Regarding maternal outcomes, clinical bleeding occurred in one-third of cases, and 2 cases resulted in death; one (ITP), diagnosed during early pregnancy, with intracranial hemorrhage occurring before arrival, whom was referred from a hospital where platelet concentrate was not available, and the other (Evans syndrome) with treatment failure and sepsis. If we could diagnose and treat both more timely and appropriately, maternal deaths might be preventable. The rates of preterm delivery along with postpartum hemorrhage in our study were higher than previous reports [4-6,8]. Our series also had high rates of platelet transfusions and cesarean sections with a previous cesarean section being the most common indication. To prevent maternal bleeding complications, it was crucial to raise the platelet levels up to 50 x 109/L for cesarean delivery or major surgery, and 70 x 109/L for spinal or epidural anesthesia [3]. A splenectomy was carried out during pregnancy in 8%, which reflected a high number of cases with refractory to medical treatment.
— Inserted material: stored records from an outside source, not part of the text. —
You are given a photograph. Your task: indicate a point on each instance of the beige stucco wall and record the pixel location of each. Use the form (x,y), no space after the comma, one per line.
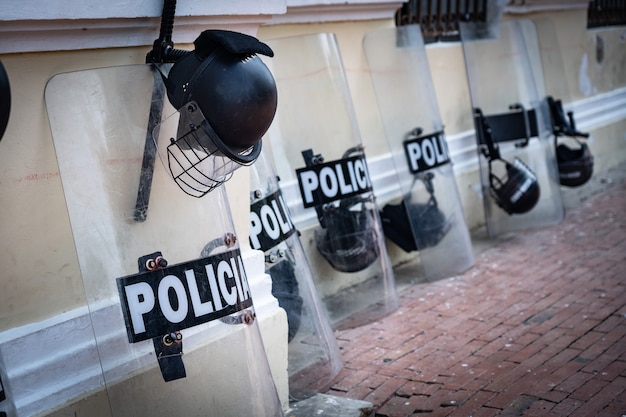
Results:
(573,74)
(40,276)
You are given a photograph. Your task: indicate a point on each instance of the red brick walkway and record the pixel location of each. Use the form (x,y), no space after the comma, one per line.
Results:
(536,328)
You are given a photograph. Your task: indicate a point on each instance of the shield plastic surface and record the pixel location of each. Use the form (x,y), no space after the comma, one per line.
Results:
(314,358)
(517,160)
(168,296)
(429,218)
(573,147)
(319,157)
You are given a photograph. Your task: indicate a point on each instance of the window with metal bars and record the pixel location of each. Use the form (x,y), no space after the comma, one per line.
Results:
(439,19)
(606,13)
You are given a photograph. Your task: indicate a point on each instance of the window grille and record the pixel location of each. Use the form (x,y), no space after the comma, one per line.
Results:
(439,19)
(606,13)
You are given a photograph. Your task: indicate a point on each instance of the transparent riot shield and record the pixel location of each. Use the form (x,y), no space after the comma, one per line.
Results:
(513,130)
(429,217)
(573,148)
(323,170)
(170,304)
(314,358)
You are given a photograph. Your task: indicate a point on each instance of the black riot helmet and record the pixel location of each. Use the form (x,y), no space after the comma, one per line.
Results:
(233,88)
(575,164)
(415,226)
(517,191)
(349,240)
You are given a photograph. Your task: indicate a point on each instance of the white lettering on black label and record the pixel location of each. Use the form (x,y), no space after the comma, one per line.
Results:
(180,296)
(2,394)
(270,223)
(323,183)
(426,152)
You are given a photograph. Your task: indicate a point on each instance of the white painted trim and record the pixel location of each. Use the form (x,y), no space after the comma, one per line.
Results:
(63,35)
(589,113)
(51,363)
(334,11)
(62,25)
(534,6)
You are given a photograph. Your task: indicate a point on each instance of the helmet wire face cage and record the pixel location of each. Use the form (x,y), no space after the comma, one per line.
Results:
(516,192)
(226,98)
(515,189)
(349,241)
(348,238)
(196,160)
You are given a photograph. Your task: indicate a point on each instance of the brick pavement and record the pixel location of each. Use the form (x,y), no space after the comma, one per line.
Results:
(536,328)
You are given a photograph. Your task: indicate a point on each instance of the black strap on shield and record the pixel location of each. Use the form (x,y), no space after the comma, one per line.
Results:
(518,125)
(162,52)
(169,347)
(561,125)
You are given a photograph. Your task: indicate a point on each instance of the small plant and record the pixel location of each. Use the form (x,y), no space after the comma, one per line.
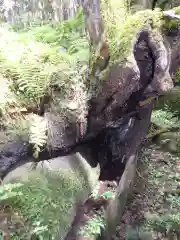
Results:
(93,227)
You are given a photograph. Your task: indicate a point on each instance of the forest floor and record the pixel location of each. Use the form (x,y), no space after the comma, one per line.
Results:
(153,210)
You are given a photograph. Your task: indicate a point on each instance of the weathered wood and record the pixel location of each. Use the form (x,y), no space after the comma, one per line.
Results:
(116,207)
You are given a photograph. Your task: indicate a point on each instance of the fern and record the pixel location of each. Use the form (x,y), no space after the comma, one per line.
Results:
(164,119)
(37,134)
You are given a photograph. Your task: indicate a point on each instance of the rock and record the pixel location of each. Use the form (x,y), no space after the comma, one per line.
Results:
(74,166)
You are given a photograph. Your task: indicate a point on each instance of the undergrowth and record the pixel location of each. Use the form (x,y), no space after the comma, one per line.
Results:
(44,211)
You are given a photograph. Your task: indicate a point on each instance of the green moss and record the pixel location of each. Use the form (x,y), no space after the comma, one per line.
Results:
(177,10)
(45,203)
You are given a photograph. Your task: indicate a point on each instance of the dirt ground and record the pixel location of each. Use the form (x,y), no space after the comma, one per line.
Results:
(156,191)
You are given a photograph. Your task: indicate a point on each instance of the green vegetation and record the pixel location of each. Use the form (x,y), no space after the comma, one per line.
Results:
(43,205)
(53,61)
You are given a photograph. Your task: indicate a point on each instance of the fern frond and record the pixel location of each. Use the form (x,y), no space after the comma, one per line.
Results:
(37,134)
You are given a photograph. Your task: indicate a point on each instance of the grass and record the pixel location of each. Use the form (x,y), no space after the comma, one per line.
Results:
(156,198)
(44,204)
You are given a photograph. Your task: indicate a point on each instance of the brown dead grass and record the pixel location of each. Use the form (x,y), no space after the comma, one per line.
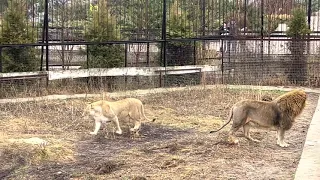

Regarding neonatal outcomes, our study showed high rates of low birth weight, stillbirth, low Apgar scores at 5 minutes and neonatal intensive care unit (NICU) admission, with different rates as compared to previous reports possibly due to the differences in population backgrounds, etiologies, sample size, and severity of diseases [4-8].

Pregnancy outcomes were different based on their etiologies. Accurate diagnosis is essential for specific and timely treatment. For example, in case of preeclampsia/ HELLP syndrome, if termination of pregnancy is delayed, adverse outcomes will occur to both mothers and fetuses. For ITP, spontaneous bleeding, especially in vital organ, may result in death.

The strength of our study was that we had quite a large sample size of moderate to severe degrees of thrombocytopenia cases with complicated conditions in the context of a tertiary care center in the South of Thailand. In addition, adverse outcomes in both mothers and fetuses also seemed to be more prevalent than previous reports [4-6,8].

Some limitations have to be addressed. Our institution is a tertiary care center in the South of Thailand, and seems to have a recruitment bias for the study on etiologies; since most severe cases were referred to our hospital. This could further explain why gestational thrombocytopenia was not the most prevalent, as reported in other previous studies [4-8]. In addition, causes of thrombocytopenia were assigned based on discharge diagnosis by hematologists, however some cases were difficult to differentiate as to the etiology due to an overlap in clinical presentation. As a retrospective study, some data may have been missed, although our data were extracted from the database of the Statistical Unit of our department, which is regularly checked and corrected by both staff members and residents in training monthly via a conference.

Conclusions

Moderate to severe thrombocytopenia during pregnancy has various etiologies with immune thrombocytopenia being the most common in our center with high rates of adverse pregnancy outcomes. Accurate diagnosis with timely treatment and early referral are essential to reduce adverse outcomes.